London: Stress has become the most common cause of long-term sick leave in Britain, a new survey has revealed.
Experts say that the psychological condition has become so widespread that it is now the ‘21st century equivalent of the Black Death’.
Stress has even eclipsed stroke, heart attack, cancer and back problems, according to the report from the Chartered Institute of Personnel and Development.
Jill Miller, an adviser to the institute, says the report “highlights the heightened pressure many people feel under in the workplace as a result of the prolonged economic downturn”.
Stress was found to be especially common at firms that have announced redundancies.
Long-term absence is defined as taking four weeks or more off at one time because of sickness.
Professor Cary Cooper, who is based at the Lancaster University management school, said stress was signalled by changes in behaviour.

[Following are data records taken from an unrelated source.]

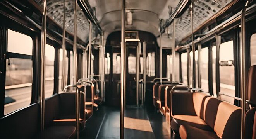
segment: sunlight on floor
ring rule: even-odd
[[[124,117],[124,128],[153,132],[150,122],[148,120]]]

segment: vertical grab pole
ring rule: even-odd
[[[175,73],[175,19],[172,22],[172,81],[174,81],[174,74]]]
[[[139,45],[137,47],[137,55],[136,56],[136,104],[139,106],[139,52],[141,48],[141,42],[139,42]]]
[[[201,62],[201,49],[202,46],[199,44],[198,46],[198,88],[201,88],[202,87],[201,82],[201,65],[200,64]]]
[[[46,45],[46,0],[43,1],[42,29],[41,31],[41,69],[40,102],[41,104],[41,131],[45,128],[45,47]]]
[[[77,54],[76,53],[77,48],[77,0],[74,0],[74,45],[73,46],[73,52],[74,52],[74,84],[76,85],[76,82],[77,81]]]
[[[102,72],[103,72],[103,102],[105,102],[105,46],[104,43],[104,33],[102,33],[102,37],[101,38],[101,41],[102,41]]]
[[[250,1],[247,0],[245,4],[245,6],[242,11],[241,15],[241,46],[240,48],[240,70],[241,83],[240,88],[241,88],[241,94],[242,98],[242,121],[241,121],[241,138],[244,138],[244,115],[245,114],[245,12],[246,8],[249,6]]]
[[[89,56],[88,56],[88,78],[91,78],[91,21],[90,21],[90,28],[89,29]]]
[[[63,26],[62,27],[62,90],[66,86],[66,7],[65,0],[63,0]]]
[[[161,44],[161,38],[162,34],[160,34],[160,82],[161,83],[162,83],[162,66],[163,63],[162,63],[162,45]]]
[[[145,101],[145,95],[146,95],[146,42],[144,42],[143,44],[143,82],[144,83],[144,85],[143,85],[143,100],[142,101],[142,103],[143,103]]]
[[[193,53],[193,78],[192,80],[192,87],[195,88],[196,88],[196,56],[195,56],[195,51],[196,47],[195,46],[195,44],[194,42],[194,34],[193,34],[193,11],[194,7],[194,1],[192,0],[191,3],[190,4],[190,23],[191,25],[191,39],[192,41],[192,53]]]
[[[125,0],[122,1],[121,43],[121,112],[120,138],[124,138],[124,105],[125,96]]]
[[[190,86],[190,56],[189,55],[189,49],[187,49],[187,85]]]

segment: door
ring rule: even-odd
[[[136,49],[137,46],[126,46],[125,104],[128,105],[136,104]]]

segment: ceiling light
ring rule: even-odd
[[[127,25],[132,25],[132,12],[127,13]]]

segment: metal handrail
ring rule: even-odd
[[[155,81],[156,80],[157,80],[157,79],[168,79],[168,81],[171,81],[171,79],[170,79],[170,78],[168,78],[168,77],[156,77],[154,78],[152,81],[155,82]]]
[[[77,130],[77,138],[79,139],[79,119],[80,118],[80,91],[77,86],[74,85],[70,85],[66,86],[63,89],[63,92],[65,92],[67,89],[69,88],[76,88],[75,103],[76,103],[76,127]]]
[[[219,95],[220,95],[220,96],[224,95],[224,96],[225,96],[229,97],[232,98],[234,98],[234,99],[235,99],[236,100],[241,101],[242,101],[242,98],[240,98],[236,97],[233,97],[233,96],[230,96],[230,95],[228,95],[225,94],[224,93],[219,94]],[[250,101],[248,100],[246,100],[246,102],[247,103],[249,104],[253,104],[253,105],[256,105],[256,103],[252,102],[251,101]]]
[[[160,34],[162,34],[165,32],[165,28],[168,27],[174,19],[181,12],[187,3],[188,1],[188,0],[183,0],[180,1],[180,2],[178,4],[178,6],[174,9],[174,10],[170,15],[169,19],[166,21],[166,23],[165,23],[163,26],[161,28],[160,31]]]

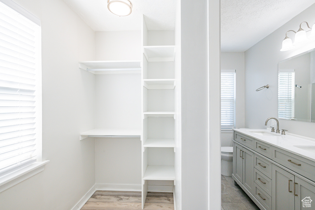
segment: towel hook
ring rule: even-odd
[[[269,88],[269,85],[264,85],[264,86],[263,86],[262,87],[261,87],[259,88],[257,90],[256,90],[256,91],[259,91],[259,90],[262,90],[265,88]]]

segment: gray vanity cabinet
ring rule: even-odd
[[[235,143],[233,143],[233,164],[234,175],[251,193],[254,193],[254,153]]]
[[[312,182],[273,164],[272,189],[273,210],[315,209],[315,202],[312,203],[312,200],[315,198],[315,185]]]
[[[295,210],[315,210],[315,185],[297,176],[295,178],[294,182],[295,185]]]
[[[273,164],[272,171],[272,209],[294,210],[294,175]]]
[[[262,210],[315,210],[315,161],[234,133],[232,176]]]

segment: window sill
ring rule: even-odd
[[[37,162],[0,177],[0,193],[43,171],[49,161]]]
[[[233,130],[232,130],[232,129],[231,128],[231,129],[225,129],[223,130],[221,129],[221,133],[233,133]]]

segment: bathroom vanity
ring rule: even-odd
[[[233,130],[232,178],[261,209],[315,209],[315,139]]]

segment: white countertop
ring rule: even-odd
[[[286,132],[285,135],[271,132],[270,129],[240,128],[233,130],[309,160],[315,161],[315,139]],[[251,131],[262,131],[274,136],[261,136]],[[304,146],[305,149],[294,146]]]

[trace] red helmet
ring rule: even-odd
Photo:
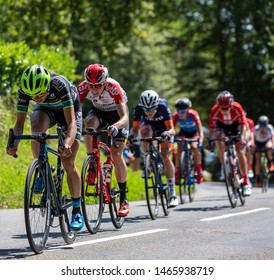
[[[85,69],[84,77],[88,84],[103,84],[108,77],[108,69],[103,64],[90,64]]]
[[[227,90],[224,90],[224,91],[221,91],[219,93],[219,95],[217,96],[217,99],[216,99],[216,102],[217,104],[223,108],[223,107],[229,107],[230,104],[234,101],[234,97],[233,95],[227,91]]]

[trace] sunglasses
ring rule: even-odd
[[[96,88],[96,89],[98,89],[98,88],[101,88],[103,85],[104,85],[104,83],[101,83],[101,84],[92,84],[92,83],[90,83],[90,82],[88,82],[88,81],[85,81],[90,87],[92,87],[92,88]]]
[[[151,108],[146,108],[146,107],[142,107],[143,108],[143,111],[144,112],[154,112],[156,111],[158,106],[154,106],[154,107],[151,107]]]
[[[228,111],[230,107],[220,107],[222,111]]]
[[[178,109],[177,112],[178,112],[178,114],[184,114],[187,112],[187,109],[184,109],[184,110]]]

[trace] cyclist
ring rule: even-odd
[[[254,129],[254,139],[255,139],[255,186],[261,187],[262,182],[260,180],[260,162],[261,162],[261,150],[266,150],[266,155],[268,159],[268,170],[269,172],[274,172],[274,162],[273,162],[273,143],[274,143],[274,129],[271,124],[269,124],[269,119],[267,116],[260,116],[258,119],[258,124]]]
[[[210,112],[210,139],[223,138],[228,135],[240,133],[241,141],[236,142],[236,151],[239,158],[239,167],[243,179],[243,195],[251,195],[251,185],[247,176],[247,159],[245,154],[245,114],[242,106],[234,101],[233,95],[227,91],[221,91],[216,99],[216,103]],[[212,144],[212,142],[210,142]],[[225,143],[216,141],[217,154],[221,164],[223,164],[223,154]]]
[[[60,149],[61,160],[67,173],[70,189],[73,215],[70,228],[80,230],[83,227],[81,204],[81,177],[75,165],[75,157],[80,145],[82,129],[82,112],[76,87],[65,77],[48,71],[41,65],[29,66],[22,74],[17,105],[15,134],[22,134],[30,101],[35,101],[36,107],[31,115],[32,134],[46,132],[55,124],[66,128],[64,149]],[[18,149],[7,147],[7,153],[14,155]],[[34,158],[39,157],[39,143],[31,142]],[[43,180],[38,177],[35,191],[42,191]]]
[[[197,111],[193,110],[192,102],[187,97],[179,98],[175,102],[176,112],[173,113],[174,126],[179,126],[180,131],[177,136],[186,138],[197,138],[199,139],[200,147],[202,147],[204,140],[204,131],[200,116]],[[183,151],[183,143],[178,143],[177,153],[175,157],[176,163],[176,183],[179,183],[179,170],[180,170],[180,158]],[[191,150],[193,152],[195,167],[197,171],[197,184],[203,182],[203,170],[202,170],[202,154],[199,149],[198,142],[191,143]]]
[[[136,138],[140,130],[141,138],[162,136],[168,140],[169,149],[166,149],[166,143],[161,144],[161,157],[164,163],[164,171],[169,186],[170,207],[178,205],[178,199],[175,191],[175,173],[174,164],[171,159],[172,136],[175,135],[175,129],[172,122],[172,115],[166,99],[159,98],[154,90],[145,90],[141,93],[138,105],[133,112],[132,136]],[[143,153],[149,149],[149,143],[141,142]]]
[[[253,178],[253,155],[254,155],[254,121],[246,116],[246,130],[245,130],[245,140],[246,140],[246,158],[248,163],[248,177]]]
[[[126,198],[127,165],[123,157],[129,133],[126,92],[116,80],[109,77],[108,69],[103,64],[90,64],[84,71],[84,79],[77,87],[81,104],[85,99],[91,101],[84,126],[97,129],[108,125],[109,134],[119,140],[116,141],[118,147],[112,146],[110,149],[114,165],[117,167],[115,175],[120,188],[118,215],[125,217],[129,213],[129,203]],[[91,154],[92,136],[85,135],[85,145],[87,153]]]

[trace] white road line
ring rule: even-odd
[[[71,248],[71,247],[77,247],[77,246],[85,246],[85,245],[94,244],[94,243],[101,243],[101,242],[107,242],[107,241],[111,241],[111,240],[118,240],[118,239],[130,238],[130,237],[135,237],[135,236],[140,236],[140,235],[152,234],[152,233],[157,233],[157,232],[166,231],[166,230],[168,230],[168,229],[159,228],[159,229],[146,230],[146,231],[140,231],[140,232],[129,233],[129,234],[122,234],[122,235],[117,235],[117,236],[112,236],[112,237],[100,238],[100,239],[96,239],[96,240],[89,240],[89,241],[73,243],[73,244],[69,244],[69,245],[49,247],[47,251],[54,251],[56,249]]]
[[[253,209],[253,210],[245,211],[245,212],[239,212],[239,213],[234,213],[234,214],[226,214],[226,215],[222,215],[222,216],[206,218],[206,219],[202,219],[200,221],[202,221],[202,222],[210,222],[210,221],[230,218],[230,217],[233,217],[233,216],[247,215],[247,214],[250,214],[250,213],[255,213],[255,212],[269,210],[269,209],[271,209],[271,208],[257,208],[257,209]]]

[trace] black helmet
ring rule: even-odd
[[[177,109],[185,110],[192,106],[191,101],[187,97],[179,98],[175,102],[175,107]]]
[[[269,119],[267,116],[260,116],[259,119],[258,119],[258,124],[259,125],[262,125],[262,126],[267,126],[269,123]]]

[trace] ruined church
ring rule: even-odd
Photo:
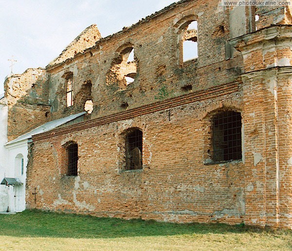
[[[182,0],[7,78],[0,211],[292,229],[288,4]]]

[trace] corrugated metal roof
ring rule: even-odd
[[[23,183],[21,182],[17,178],[4,178],[2,181],[1,181],[1,185],[23,185]]]
[[[33,135],[36,135],[37,134],[41,134],[42,133],[45,133],[46,132],[48,132],[49,131],[51,131],[51,130],[54,129],[58,126],[60,126],[61,125],[65,124],[73,119],[80,117],[82,115],[85,114],[86,112],[83,112],[82,113],[80,113],[77,114],[74,114],[73,115],[70,115],[68,117],[63,117],[62,118],[59,118],[59,119],[56,119],[55,120],[53,120],[52,121],[48,122],[45,124],[44,124],[38,127],[36,127],[36,128],[31,131],[29,133],[27,133],[25,134],[21,135],[19,136],[17,138],[14,139],[6,144],[6,145],[10,145],[11,144],[13,144],[14,143],[16,143],[17,142],[20,141],[24,139],[28,139],[32,137]]]

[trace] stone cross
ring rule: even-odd
[[[12,75],[13,74],[13,66],[14,65],[15,62],[17,62],[17,60],[15,60],[13,58],[13,56],[12,56],[11,58],[12,58],[11,59],[8,59],[8,61],[10,61],[11,64],[10,64],[10,69],[11,69],[11,72],[10,72],[10,74]]]

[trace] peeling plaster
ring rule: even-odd
[[[79,187],[79,182],[80,181],[80,177],[79,176],[77,176],[75,178],[75,183],[74,184],[74,189],[75,190],[77,190]]]
[[[86,203],[85,201],[83,201],[82,202],[78,201],[76,199],[76,193],[74,192],[73,192],[73,201],[74,201],[75,206],[79,209],[85,209],[87,210],[93,211],[95,209],[95,207]]]
[[[89,187],[89,183],[87,181],[84,181],[83,182],[83,187],[86,190]]]
[[[54,202],[54,205],[55,207],[59,205],[70,205],[71,204],[68,200],[63,199],[60,193],[58,194],[58,199]]]
[[[246,191],[247,192],[252,192],[254,190],[254,185],[252,184],[250,184],[246,187]]]
[[[205,188],[201,187],[195,187],[194,189],[197,191],[201,192],[201,193],[204,193],[205,192]]]
[[[287,58],[283,58],[278,60],[278,66],[290,66],[290,59]]]
[[[289,166],[292,166],[292,157],[288,159],[288,165],[289,165]]]
[[[260,161],[263,159],[261,154],[258,153],[253,153],[254,154],[254,166],[256,166]]]

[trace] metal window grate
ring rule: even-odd
[[[21,158],[21,175],[23,175],[24,173],[24,166],[23,163],[23,158]]]
[[[143,133],[139,129],[129,133],[126,137],[126,170],[142,169]]]
[[[213,160],[242,158],[241,115],[232,111],[221,112],[213,120]]]
[[[73,79],[72,77],[67,79],[67,107],[73,105]]]
[[[78,145],[71,144],[67,148],[68,155],[68,176],[77,176],[78,175]]]

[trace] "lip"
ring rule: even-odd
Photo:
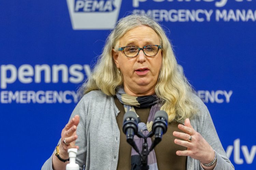
[[[144,68],[137,69],[135,71],[138,75],[143,75],[146,74],[150,70],[148,68]]]

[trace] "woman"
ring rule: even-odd
[[[42,169],[65,169],[71,148],[79,148],[80,169],[136,169],[140,160],[122,132],[124,114],[136,112],[147,124],[142,130],[150,131],[150,118],[159,109],[169,123],[149,156],[152,169],[234,169],[206,107],[179,72],[164,31],[148,17],[133,14],[118,21],[80,90],[84,95],[62,131],[59,154]]]

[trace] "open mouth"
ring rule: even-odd
[[[139,69],[138,69],[138,70],[136,70],[135,71],[139,71],[140,72],[143,72],[144,71],[145,71],[146,70],[148,70],[148,69],[147,68],[140,68]]]

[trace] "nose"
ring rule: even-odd
[[[147,57],[142,50],[140,50],[137,56],[137,61],[138,63],[143,63],[146,61]]]

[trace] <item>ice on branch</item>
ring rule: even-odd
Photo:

Typically, these include finding it difficult to focus, losing your sense of humour or losing your temper more quickly than normal
In later stages, stress can manifest itself in over-eating or under-eating as well as smoking or drinking to excess.
Short periods of it are manageable, but it can lead to serious health problems, such as heart disease or stomach and bowel problems, if it persists.
“Given the fact we are in a downturn, workers have an intrinsic job insecurity. There are fewer workers doing more work,” the Daily Mail quoted Cooper as saying.
“People are suffering from presenteeism [working long hours simply to impress the boss], which affects their home life.
“Stress is the 21st century equivalent of the Black Death,” he added.
The most common causes of stress for workers are an excessive workload, the management style of a boss, restructuring in the workplace, and problems at home, the report said.